Becoming a Philanthropist

Many people do not see themselves as philanthropists in life but may choose to establish a planned gift as a means of letting their legacy live on. Many retirement planners understand the desire to keep the legacy alive, and those planners can help guide their clients toward creating planned giving arrangements as part of the overall estate planning picture. Planned giving becomes especially attractive to those people who may not have children or other family members to pass assets to after death; in these cases, charitable organizations can become the beneficiaries of any end-of-life asset distribution.

A smart financial planner will assess the true value of a client’s assets and estate properties in order to determine whether planned giving is right to do. Each case is different, and differing asset values and tax liabilities give planners much to think about when helping their clients make smart financial decisions.

For those who do choose to use planned giving as a means of supporting charitable organizations, it is critical to understand their final wishes. This is particularly true in planned gifts that take the form of lifetime giving arrangements. Setting up agents or powers of attorney to keep that charitable giving pattern functioning is an important part of that process.

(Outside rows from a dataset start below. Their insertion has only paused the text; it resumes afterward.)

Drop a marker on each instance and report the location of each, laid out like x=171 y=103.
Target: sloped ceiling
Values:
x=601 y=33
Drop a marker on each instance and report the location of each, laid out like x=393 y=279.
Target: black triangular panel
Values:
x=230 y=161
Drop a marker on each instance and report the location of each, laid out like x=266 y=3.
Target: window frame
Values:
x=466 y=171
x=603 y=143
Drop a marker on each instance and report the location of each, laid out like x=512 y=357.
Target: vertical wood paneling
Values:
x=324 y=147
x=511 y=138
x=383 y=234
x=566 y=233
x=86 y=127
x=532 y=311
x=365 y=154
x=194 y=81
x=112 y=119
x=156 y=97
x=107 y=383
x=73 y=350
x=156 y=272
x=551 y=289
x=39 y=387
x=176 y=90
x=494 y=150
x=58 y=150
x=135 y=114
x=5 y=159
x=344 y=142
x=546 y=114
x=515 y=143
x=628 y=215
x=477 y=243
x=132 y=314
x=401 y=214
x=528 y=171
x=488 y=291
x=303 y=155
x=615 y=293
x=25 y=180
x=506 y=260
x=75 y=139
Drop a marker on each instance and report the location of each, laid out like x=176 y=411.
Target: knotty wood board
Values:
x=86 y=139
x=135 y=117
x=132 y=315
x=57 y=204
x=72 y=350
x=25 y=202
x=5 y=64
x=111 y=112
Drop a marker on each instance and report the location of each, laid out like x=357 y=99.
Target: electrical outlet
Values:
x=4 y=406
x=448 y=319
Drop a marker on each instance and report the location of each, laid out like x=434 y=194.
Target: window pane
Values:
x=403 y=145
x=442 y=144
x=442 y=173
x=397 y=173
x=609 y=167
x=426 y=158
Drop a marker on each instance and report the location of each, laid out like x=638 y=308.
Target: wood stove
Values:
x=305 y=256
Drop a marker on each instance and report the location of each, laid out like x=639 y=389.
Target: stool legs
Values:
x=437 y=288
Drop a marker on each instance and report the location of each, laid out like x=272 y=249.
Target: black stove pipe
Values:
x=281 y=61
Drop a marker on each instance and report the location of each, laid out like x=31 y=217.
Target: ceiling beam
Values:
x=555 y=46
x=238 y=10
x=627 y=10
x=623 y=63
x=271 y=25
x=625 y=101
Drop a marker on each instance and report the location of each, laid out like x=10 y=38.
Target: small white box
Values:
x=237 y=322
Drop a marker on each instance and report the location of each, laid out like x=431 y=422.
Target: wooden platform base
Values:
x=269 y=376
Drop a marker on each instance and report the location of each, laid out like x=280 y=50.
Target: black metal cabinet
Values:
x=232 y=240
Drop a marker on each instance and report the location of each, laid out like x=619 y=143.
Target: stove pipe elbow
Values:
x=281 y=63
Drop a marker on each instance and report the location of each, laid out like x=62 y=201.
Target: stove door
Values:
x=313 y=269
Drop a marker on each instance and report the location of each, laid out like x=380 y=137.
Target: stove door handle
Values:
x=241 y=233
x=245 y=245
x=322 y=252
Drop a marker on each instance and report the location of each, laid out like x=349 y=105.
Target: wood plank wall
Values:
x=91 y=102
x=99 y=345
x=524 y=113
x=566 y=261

Final Words on Planned Giving

When a person is creating an estate plan, planned giving can be part of that process. As with any retirement or asset management plan, the help of a certified financial expert can be very beneficial. Financial planners can help you assess your unique needs and desires and guide you toward the right solutions. If supporting a favorite charity is part of your desires, planned giving may be right for you. You can contribute during life or after death, and may receive significant tax benefits in the process.